Memberi sumbangan, donasi, pensponsoran, bantuan, dsb. adalah bagian dari aktifitas bisnis, tak terkecuali bisnis ritel toko swalayan. Di perusahaan-perusahaan besar, aktifitas “memberi” ini dikemas dengan label Community Development atau Pengembangan Masyarakat. Apapun labelnya, aktifitas ini tentu tidak dalam rangka hal-hal yang terkait dengan KKN, pungli atau tindakan-tindakan tidak terpuji lain sejenisnya. Sedangkan di perusahaan-perusahaan kecil atau usaha kelas bulu seperti halnya “Madurejo Swalayan”, aktifitas “memberi” ini dikemas dengan judul sumbangan sosial, bantuan atau kegiatan lain yang langsung bersentuhan dengan peran sosial pemiliknya dan juga usahanya.
Karena pentingnya aktifitas bisnis ini, maka perlu disiapkan pos anggaran tersendiri. Seperti pernah saya singgung sebelumnya, aktifitas sumbangan sosial ini tidak salah kalau mau dikaitkan dengan aktifitas pensponsoran (promosi). Aktifitas yang berbau sosial adalah aktifitas yang berbentuk “memberi” kepada masyarakat.
“Memberi” tidak selalu berhubungan dengan uang, melainkan bisa juga berupa barang atau jasa atau sesuatu yang berbeda. Tergantung situasi dan kondisi yang sedang membutuhkan Terkadang uang lebih diperlukan, di saat yang lain barang atau jasa barangkali lebih mengena. Dan, selebaran infomezzo TIPS milik “Madurejo Swalayan” adalah juga “pemberian” kepada masyarakat yang membutuhkan.
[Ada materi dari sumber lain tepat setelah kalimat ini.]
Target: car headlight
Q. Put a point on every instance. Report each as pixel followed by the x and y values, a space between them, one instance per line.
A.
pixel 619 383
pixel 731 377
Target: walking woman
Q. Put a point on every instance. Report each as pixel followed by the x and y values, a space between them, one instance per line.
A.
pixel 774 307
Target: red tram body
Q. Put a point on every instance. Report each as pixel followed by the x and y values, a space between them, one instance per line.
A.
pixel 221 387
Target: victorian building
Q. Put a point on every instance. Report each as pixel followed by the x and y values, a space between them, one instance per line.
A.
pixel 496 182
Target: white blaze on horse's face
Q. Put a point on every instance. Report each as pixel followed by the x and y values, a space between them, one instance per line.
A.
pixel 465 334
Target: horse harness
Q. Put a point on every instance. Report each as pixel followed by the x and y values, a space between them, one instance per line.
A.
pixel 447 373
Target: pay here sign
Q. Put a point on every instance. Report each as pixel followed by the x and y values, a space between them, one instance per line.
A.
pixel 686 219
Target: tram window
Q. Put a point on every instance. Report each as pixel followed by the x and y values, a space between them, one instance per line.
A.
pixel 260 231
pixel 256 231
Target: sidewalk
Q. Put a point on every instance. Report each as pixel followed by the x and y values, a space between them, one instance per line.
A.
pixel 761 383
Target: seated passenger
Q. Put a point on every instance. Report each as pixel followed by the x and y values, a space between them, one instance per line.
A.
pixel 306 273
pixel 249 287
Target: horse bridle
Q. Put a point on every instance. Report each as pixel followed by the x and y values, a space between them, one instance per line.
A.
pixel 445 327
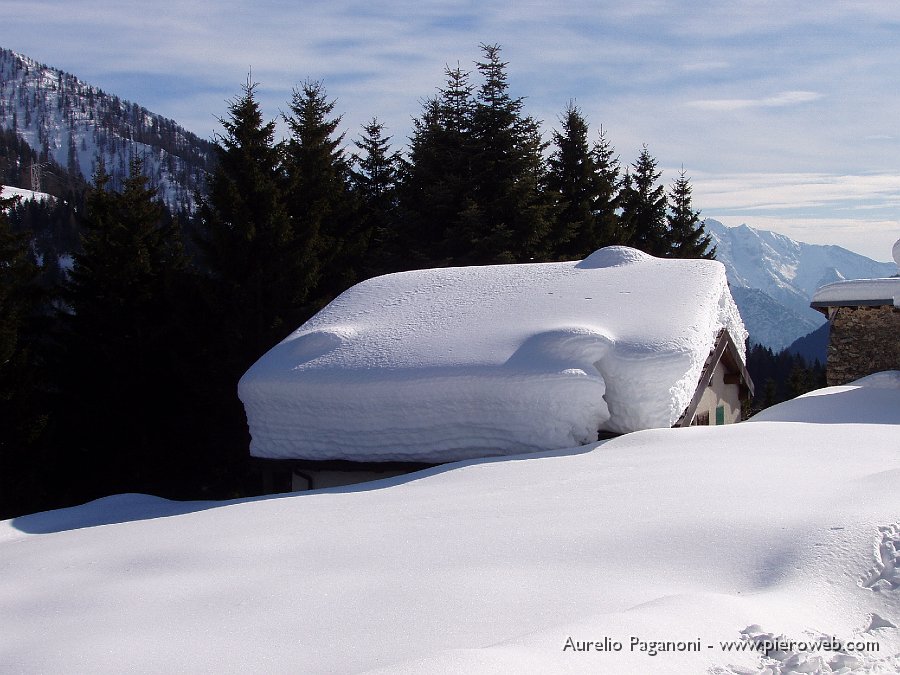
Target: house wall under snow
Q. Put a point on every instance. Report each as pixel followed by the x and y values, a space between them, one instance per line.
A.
pixel 864 340
pixel 721 401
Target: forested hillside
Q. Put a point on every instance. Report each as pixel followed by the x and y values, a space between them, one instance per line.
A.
pixel 74 125
pixel 127 322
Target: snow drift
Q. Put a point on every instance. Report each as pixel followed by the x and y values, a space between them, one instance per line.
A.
pixel 785 529
pixel 455 363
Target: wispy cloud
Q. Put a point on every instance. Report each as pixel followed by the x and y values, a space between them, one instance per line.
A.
pixel 780 100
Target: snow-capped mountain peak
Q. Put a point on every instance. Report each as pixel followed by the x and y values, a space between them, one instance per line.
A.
pixel 75 124
pixel 774 277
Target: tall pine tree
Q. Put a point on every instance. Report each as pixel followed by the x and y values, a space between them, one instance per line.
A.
pixel 644 207
pixel 438 211
pixel 510 172
pixel 687 235
pixel 327 238
pixel 121 370
pixel 375 177
pixel 22 418
pixel 259 283
pixel 585 182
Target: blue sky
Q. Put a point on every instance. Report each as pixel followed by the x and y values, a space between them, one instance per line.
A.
pixel 784 114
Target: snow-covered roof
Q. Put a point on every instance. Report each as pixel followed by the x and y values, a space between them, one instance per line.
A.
pixel 784 529
pixel 446 364
pixel 859 292
pixel 9 191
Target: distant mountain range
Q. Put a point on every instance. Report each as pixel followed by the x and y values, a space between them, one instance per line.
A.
pixel 74 123
pixel 772 276
pixel 773 279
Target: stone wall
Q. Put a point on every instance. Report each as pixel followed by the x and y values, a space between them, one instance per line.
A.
pixel 864 340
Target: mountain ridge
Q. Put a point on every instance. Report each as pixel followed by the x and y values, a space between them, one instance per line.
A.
pixel 74 124
pixel 774 277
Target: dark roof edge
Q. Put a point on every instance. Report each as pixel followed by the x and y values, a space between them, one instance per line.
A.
pixel 724 344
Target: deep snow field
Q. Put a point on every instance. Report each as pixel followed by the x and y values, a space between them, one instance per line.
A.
pixel 784 528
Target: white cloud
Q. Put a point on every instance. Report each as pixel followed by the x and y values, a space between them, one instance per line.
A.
pixel 780 100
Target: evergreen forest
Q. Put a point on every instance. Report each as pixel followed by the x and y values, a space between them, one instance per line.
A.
pixel 124 327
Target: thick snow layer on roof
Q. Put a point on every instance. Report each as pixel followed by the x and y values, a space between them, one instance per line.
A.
pixel 720 537
pixel 8 191
pixel 860 290
pixel 454 363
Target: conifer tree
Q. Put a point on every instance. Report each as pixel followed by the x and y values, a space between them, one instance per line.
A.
pixel 585 182
pixel 573 181
pixel 608 223
pixel 644 207
pixel 437 191
pixel 510 172
pixel 326 234
pixel 120 373
pixel 22 417
pixel 688 238
pixel 258 281
pixel 375 177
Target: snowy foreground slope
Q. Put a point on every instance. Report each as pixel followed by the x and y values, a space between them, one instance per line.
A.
pixel 462 362
pixel 706 537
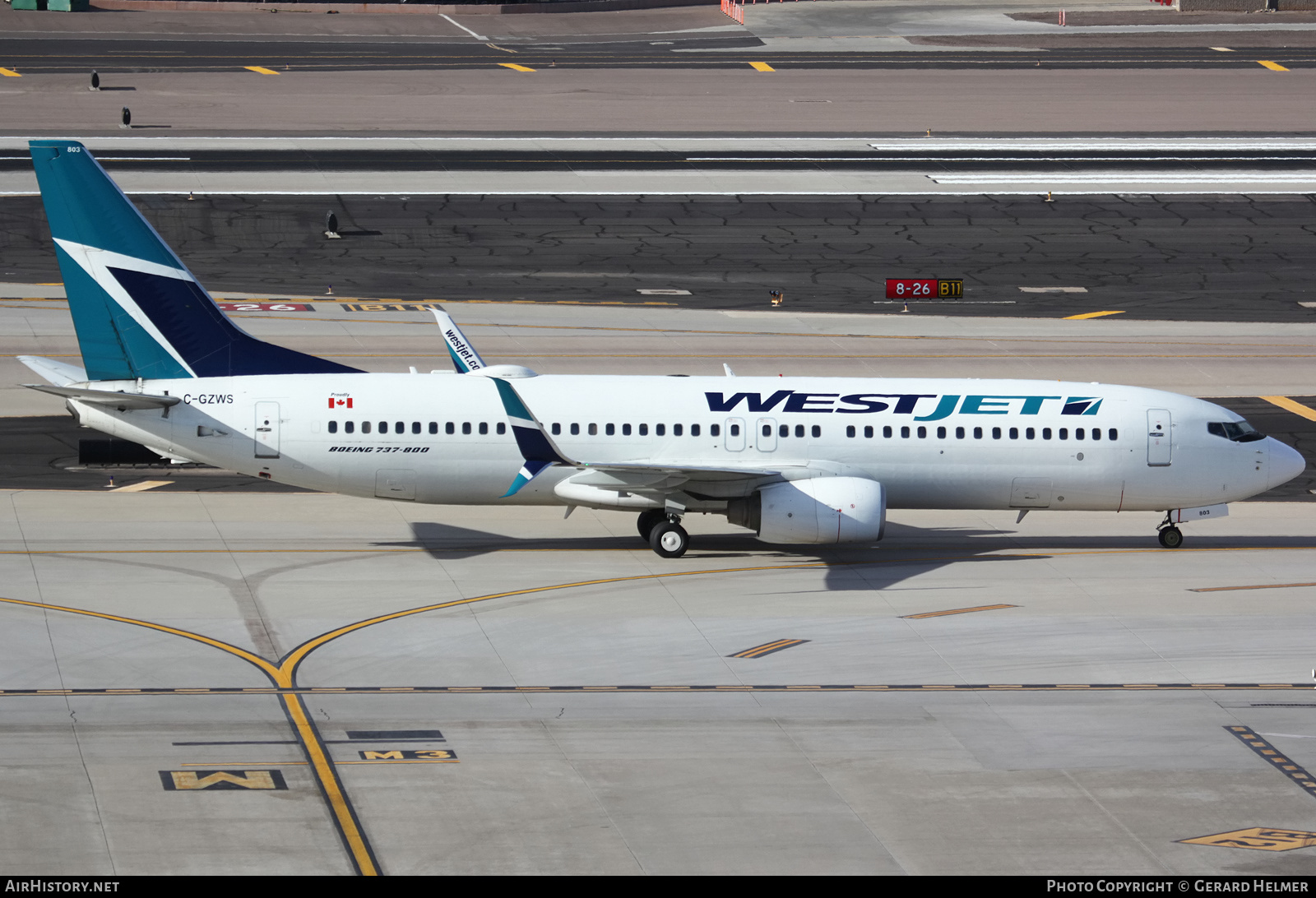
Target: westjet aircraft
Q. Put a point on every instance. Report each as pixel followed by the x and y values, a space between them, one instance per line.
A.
pixel 795 460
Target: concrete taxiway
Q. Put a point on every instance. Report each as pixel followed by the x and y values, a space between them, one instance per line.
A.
pixel 971 696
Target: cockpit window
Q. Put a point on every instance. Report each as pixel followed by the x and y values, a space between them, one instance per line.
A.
pixel 1236 431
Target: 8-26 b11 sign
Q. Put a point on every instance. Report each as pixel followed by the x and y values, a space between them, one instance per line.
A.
pixel 924 289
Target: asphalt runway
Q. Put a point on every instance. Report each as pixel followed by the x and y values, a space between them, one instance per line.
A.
pixel 151 54
pixel 1184 258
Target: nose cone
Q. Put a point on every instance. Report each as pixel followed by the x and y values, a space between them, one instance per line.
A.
pixel 1286 464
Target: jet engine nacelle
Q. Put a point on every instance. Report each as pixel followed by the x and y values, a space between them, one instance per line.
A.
pixel 822 510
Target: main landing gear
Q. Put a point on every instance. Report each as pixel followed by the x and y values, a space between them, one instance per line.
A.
pixel 664 534
pixel 1169 535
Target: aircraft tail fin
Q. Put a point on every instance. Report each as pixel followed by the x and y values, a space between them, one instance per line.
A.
pixel 137 310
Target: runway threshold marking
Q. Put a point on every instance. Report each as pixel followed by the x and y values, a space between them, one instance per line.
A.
pixel 769 648
pixel 1276 757
pixel 1256 586
pixel 1091 315
pixel 956 611
pixel 1290 405
pixel 140 488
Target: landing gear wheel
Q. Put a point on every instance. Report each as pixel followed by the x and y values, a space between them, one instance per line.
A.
pixel 669 540
pixel 648 521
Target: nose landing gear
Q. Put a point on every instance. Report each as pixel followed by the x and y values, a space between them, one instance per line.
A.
pixel 1168 535
pixel 664 534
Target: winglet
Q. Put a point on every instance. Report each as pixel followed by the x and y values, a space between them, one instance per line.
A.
pixel 536 445
pixel 465 357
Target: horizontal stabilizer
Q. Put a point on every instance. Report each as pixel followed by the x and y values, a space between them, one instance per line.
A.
pixel 58 373
pixel 120 400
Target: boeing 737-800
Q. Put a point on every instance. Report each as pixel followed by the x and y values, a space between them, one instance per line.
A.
pixel 795 460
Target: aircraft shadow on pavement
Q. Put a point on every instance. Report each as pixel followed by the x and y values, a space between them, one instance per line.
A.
pixel 905 552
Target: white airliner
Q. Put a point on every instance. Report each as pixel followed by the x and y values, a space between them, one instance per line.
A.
pixel 795 460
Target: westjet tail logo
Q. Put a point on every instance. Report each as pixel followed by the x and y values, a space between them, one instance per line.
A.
pixel 923 405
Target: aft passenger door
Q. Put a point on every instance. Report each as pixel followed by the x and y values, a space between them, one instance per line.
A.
pixel 1158 437
pixel 267 429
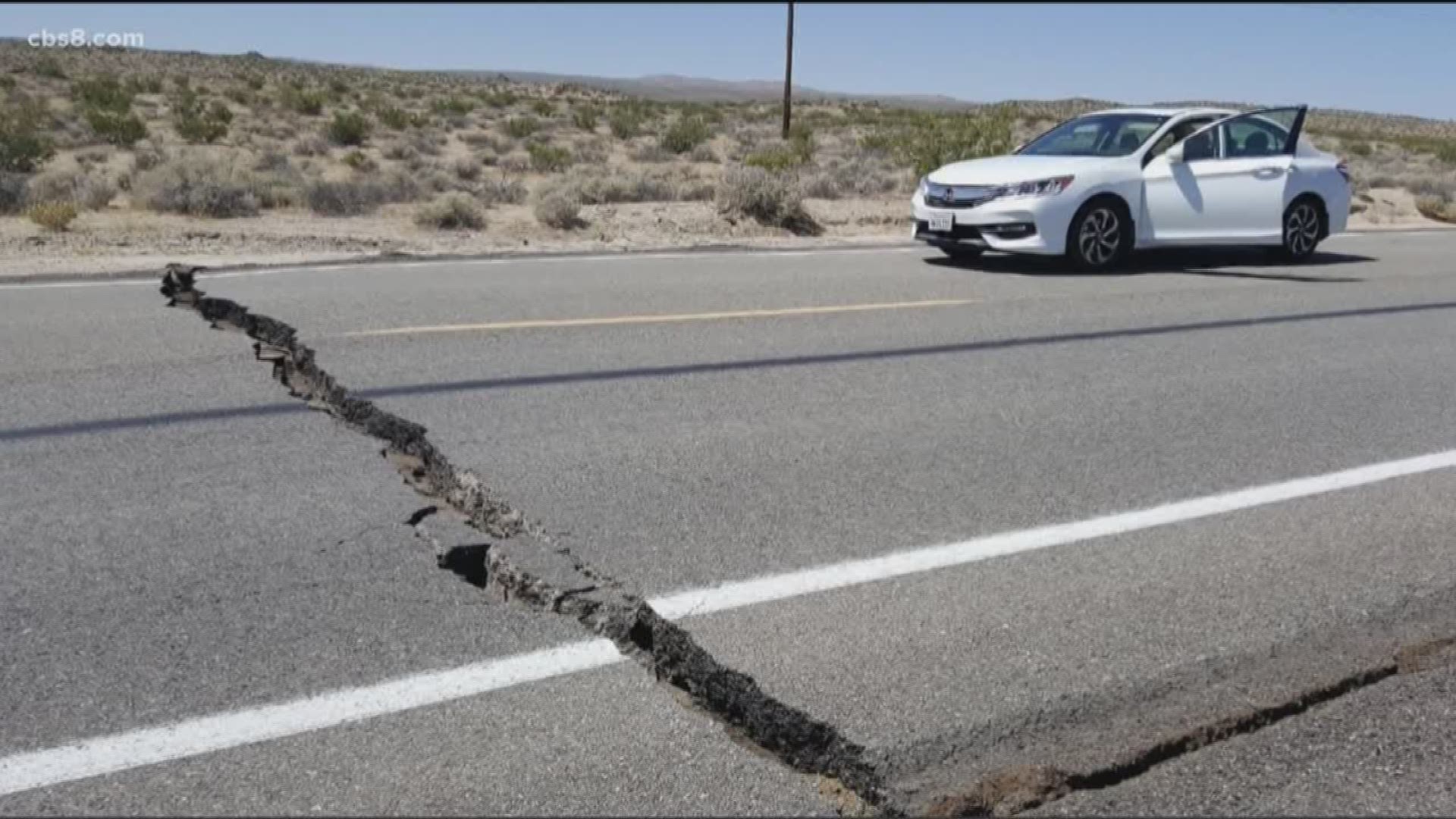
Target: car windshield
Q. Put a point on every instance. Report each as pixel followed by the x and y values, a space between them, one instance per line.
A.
pixel 1101 134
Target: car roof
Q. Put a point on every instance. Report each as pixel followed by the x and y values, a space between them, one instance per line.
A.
pixel 1165 111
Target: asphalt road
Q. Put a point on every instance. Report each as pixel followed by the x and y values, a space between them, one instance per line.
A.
pixel 185 541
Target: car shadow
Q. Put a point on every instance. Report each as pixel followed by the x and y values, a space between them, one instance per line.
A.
pixel 1231 262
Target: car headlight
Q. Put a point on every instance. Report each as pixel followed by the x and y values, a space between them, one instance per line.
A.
pixel 1034 188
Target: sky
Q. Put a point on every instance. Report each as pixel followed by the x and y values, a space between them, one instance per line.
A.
pixel 1370 57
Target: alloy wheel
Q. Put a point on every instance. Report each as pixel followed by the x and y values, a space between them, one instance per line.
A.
pixel 1302 229
pixel 1100 237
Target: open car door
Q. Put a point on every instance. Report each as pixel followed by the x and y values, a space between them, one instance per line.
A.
pixel 1225 183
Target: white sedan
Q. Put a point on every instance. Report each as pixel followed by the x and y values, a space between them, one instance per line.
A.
pixel 1101 186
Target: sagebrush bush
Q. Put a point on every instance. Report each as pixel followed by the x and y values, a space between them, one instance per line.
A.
pixel 24 143
pixel 12 193
pixel 348 129
pixel 354 197
pixel 767 199
pixel 498 190
pixel 117 129
pixel 452 212
pixel 197 186
pixel 548 158
pixel 53 216
pixel 625 123
pixel 685 134
pixel 585 117
pixel 310 146
pixel 76 187
pixel 466 169
pixel 102 93
pixel 520 127
pixel 560 207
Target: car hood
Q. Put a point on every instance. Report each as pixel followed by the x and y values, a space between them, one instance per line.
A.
pixel 1014 168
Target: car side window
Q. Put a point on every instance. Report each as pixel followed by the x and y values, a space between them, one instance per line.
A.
pixel 1251 137
pixel 1177 134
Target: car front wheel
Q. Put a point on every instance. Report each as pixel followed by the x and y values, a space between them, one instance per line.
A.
pixel 1302 231
pixel 1100 237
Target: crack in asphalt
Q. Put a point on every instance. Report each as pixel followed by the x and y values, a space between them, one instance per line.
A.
pixel 548 577
pixel 750 716
pixel 1015 789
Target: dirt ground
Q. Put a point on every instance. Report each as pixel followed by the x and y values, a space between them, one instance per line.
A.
pixel 123 240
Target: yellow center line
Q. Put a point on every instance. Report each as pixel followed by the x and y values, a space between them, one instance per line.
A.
pixel 604 321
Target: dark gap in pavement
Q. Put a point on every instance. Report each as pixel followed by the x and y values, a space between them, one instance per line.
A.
pixel 673 371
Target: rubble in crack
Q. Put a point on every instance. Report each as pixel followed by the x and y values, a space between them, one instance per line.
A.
pixel 541 575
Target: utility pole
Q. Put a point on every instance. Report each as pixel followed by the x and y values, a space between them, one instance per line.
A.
pixel 788 74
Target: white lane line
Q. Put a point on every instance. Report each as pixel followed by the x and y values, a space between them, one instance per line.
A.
pixel 246 726
pixel 386 267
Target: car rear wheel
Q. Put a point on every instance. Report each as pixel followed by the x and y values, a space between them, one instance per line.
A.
pixel 1304 229
pixel 1100 237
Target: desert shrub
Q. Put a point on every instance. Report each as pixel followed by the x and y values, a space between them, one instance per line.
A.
pixel 500 190
pixel 592 152
pixel 456 105
pixel 548 158
pixel 400 150
pixel 767 199
pixel 102 93
pixel 49 67
pixel 650 152
pixel 354 197
pixel 74 187
pixel 514 164
pixel 560 207
pixel 196 186
pixel 92 156
pixel 310 146
pixel 395 118
pixel 622 187
pixel 53 216
pixel 466 169
pixel 299 101
pixel 348 129
pixel 685 134
pixel 12 193
pixel 115 129
pixel 202 124
pixel 929 140
pixel 427 143
pixel 24 145
pixel 520 127
pixel 585 117
pixel 452 212
pixel 625 123
pixel 360 161
pixel 1438 209
pixel 500 99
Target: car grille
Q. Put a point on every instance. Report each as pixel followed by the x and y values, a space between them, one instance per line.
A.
pixel 959 196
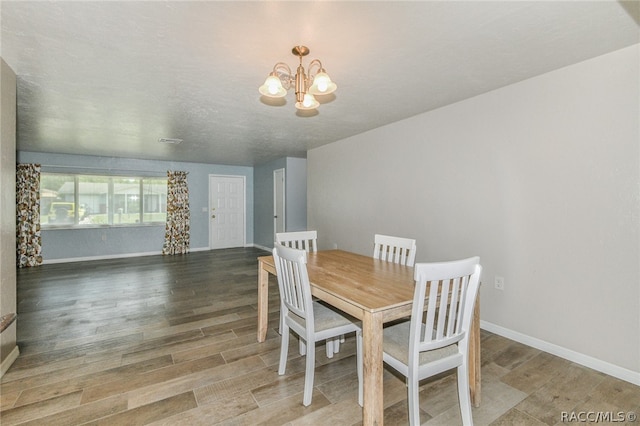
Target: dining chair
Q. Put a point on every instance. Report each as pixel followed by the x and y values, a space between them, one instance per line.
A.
pixel 308 241
pixel 305 240
pixel 394 249
pixel 436 340
pixel 310 320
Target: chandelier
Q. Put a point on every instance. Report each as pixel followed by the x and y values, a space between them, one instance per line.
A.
pixel 281 79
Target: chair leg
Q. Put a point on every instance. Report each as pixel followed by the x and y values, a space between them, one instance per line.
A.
pixel 329 348
pixel 463 394
pixel 284 350
pixel 359 366
pixel 414 401
pixel 309 373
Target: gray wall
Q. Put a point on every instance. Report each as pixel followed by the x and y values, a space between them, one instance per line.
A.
pixel 8 348
pixel 540 179
pixel 131 240
pixel 295 198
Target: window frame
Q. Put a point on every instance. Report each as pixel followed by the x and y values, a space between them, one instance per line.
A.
pixel 141 182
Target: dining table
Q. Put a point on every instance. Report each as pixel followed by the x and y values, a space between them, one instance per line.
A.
pixel 374 291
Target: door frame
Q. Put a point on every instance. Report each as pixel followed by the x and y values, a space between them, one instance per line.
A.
pixel 284 201
pixel 244 210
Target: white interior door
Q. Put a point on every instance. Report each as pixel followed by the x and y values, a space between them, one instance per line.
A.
pixel 226 211
pixel 278 202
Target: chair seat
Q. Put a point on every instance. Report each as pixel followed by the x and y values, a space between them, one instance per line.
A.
pixel 396 344
pixel 326 318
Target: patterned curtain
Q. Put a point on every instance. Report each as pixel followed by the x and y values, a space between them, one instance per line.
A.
pixel 28 237
pixel 176 239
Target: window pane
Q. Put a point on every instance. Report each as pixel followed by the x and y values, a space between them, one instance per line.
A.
pixel 57 199
pixel 126 200
pixel 154 199
pixel 101 200
pixel 93 196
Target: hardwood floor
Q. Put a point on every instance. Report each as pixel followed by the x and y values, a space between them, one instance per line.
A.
pixel 171 340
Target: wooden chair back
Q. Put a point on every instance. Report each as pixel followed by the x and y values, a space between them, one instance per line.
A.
pixel 301 240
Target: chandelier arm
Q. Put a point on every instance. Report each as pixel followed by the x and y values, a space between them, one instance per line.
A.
pixel 314 63
pixel 283 72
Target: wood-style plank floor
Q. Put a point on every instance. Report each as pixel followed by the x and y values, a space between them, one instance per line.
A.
pixel 171 340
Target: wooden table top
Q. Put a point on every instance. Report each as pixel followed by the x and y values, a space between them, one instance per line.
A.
pixel 370 284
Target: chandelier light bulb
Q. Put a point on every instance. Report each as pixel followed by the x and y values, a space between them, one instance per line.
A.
pixel 272 87
pixel 322 84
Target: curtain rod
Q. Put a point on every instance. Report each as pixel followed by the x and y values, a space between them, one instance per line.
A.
pixel 98 169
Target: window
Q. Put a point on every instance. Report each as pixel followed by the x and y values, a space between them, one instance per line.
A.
pixel 101 200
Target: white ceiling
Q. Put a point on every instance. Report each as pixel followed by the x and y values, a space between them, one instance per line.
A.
pixel 109 78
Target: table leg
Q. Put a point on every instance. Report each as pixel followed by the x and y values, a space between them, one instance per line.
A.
pixel 474 356
pixel 373 404
pixel 263 301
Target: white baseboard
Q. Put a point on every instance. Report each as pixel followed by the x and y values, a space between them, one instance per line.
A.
pixel 577 357
pixel 8 361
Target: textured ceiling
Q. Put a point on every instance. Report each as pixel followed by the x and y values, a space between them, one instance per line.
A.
pixel 109 78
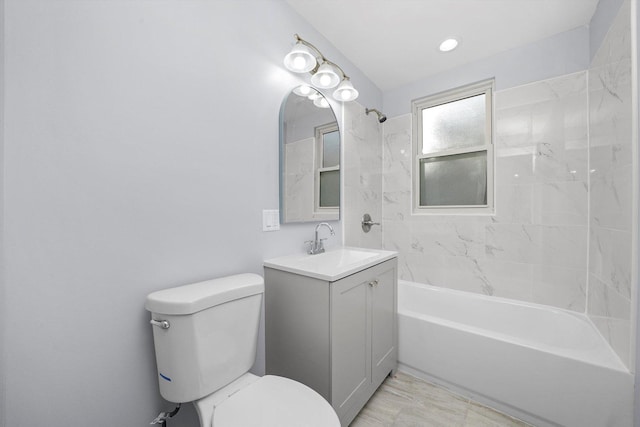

Hal yang paling penting dari penyebaran selebaran berisi tips-tips singkat itu adalah kita telah berbagi informasi yang sekiranya akan bermanfaat bagi pembacanya. Berarti kita telah “memberi” sesuatu yang bermanfaat kepada paling tidak satu rim pembaca selebaran atau berapapun jumlah kopiannya. Belum lagi kalau selebaran itu turut dibaca juga oleh anggota keluarga, tetangga atau teman, maka betapa banyaknya masyarakat yang turut memperoleh manfaat dari tips-tips yang kita berikan.
Juga termasuk “pemberian” adalah mempersilakan orang lewat yang kehujanan untuk berhenti nunut ngeyup (numpang berteduh). Tentu saja ini bukan satu-satunya cara. Ada banyak ide dan gagasan. Setiap orang punya cara dan bentuk “pemberian”-nya masing-masing. Banyak atau sedikit, bukan intinya.
***
Kata orang-orang bijak, kalau ingin banyak menerima maka harus banyak memberi. Atau, dengan banyak memberi maka bolehlah berharap untuk banyak menerima. Agama yang saya peluk, memerintahkan yang kira-kira intinya adalah agar berbanyak-banyak beramal, maka Tuhan akan memberikan balasan yang jauh lebih banyak dari sumber-sumber yang tak terduga. Dalam agama apapun saya yakin ada pandangan keyakinan yang kurang lebihnya punya esensi yang sama.
Untuk memahami hal gaib ini ijinkan saya memandangnya dari perspektif Islam, agama yang saya yakini, karena untuk meyakini hal yang satu ini tidak bisa didekati dengan ngelmu dunia. Dalam terminologi Islam ada paket zakat, infak dan sedekah. Pemberian informasi (ilmu dan pengetahuan) yang bermanfaat adalah termasuk amal sedekah jariyah, yaitu amal sedekah yang akan terus tumbuh dan berkembang nilai kebaikannya bahkan ketika ditinggal mati oleh pelakunya.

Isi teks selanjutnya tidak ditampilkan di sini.